Lay presidency is a form of celebrating the Lord's Supper (sometimes called the Eucharist) whereby the person presiding over the sacrament is not an ordained minister of religion. Similarly, when the celebrant is a deacon rather than a presbyter, the term diaconal presidency is used.

Use
Most independent Christian churches have a form of lay presidency as part of their communal worship. Mainstream denominations have been less inclined to allow lay people to preside over the sacrament, preferring to use ordained ministers or priests for this role.

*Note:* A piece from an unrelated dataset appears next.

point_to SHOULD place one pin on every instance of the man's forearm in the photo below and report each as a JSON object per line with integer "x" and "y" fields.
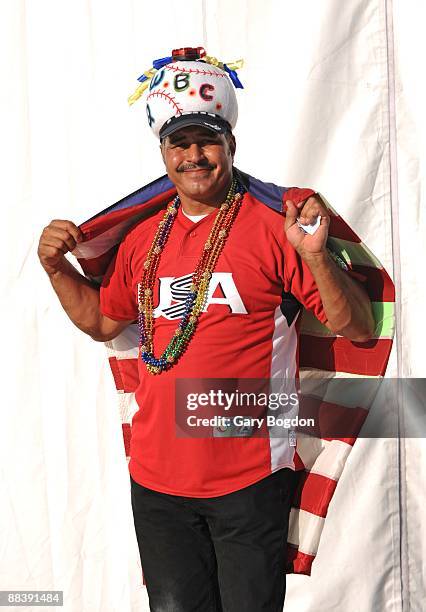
{"x": 79, "y": 298}
{"x": 346, "y": 304}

Denominations which use lay presidency
In the United Methodist Church lay presidency is the norm. While many are ordained as presbyters (Elders) most clergy in the UMC are commissioned or licensed local pastors. These laypersons while called clergy in the Book of Discipline are nonetheless not ordained. These lay persons are only allowed to celebrate the sacraments in their appointments.

Theological considerations
One area of conflict for Evangelical Christians in mainline churches is that, while the sacrament is a symbolic preaching of the gospel, only authorized and ordained ministers may preside, whereas non-ordained people are not allowed to do this, despite being allowed to preach the gospel in some cases. This may be seen as elevating the importance of the sacrament over the preaching of the gospel - that the symbolic preaching is more important than the literal. Evangelical elements in some mainline churches, for example the Diocese of Sydney within the Anglican Church of Australia, are considering introducing lay presidency due to this.

North American Lutheran view
The Evangelical Lutheran Church in America and Evangelical Lutheran Church in Canada authorise lay and diaconal presidency in certain extraordinary circumstances, within a finite time period and location. In some Lutheran churches, seminarians will celebrate the Lord's Supper prior to their eventual ordination. This expresses official church teaching against the concepts of apostolic succession and the idea that ordination leaves an indelible character, without which sacraments would be invalid.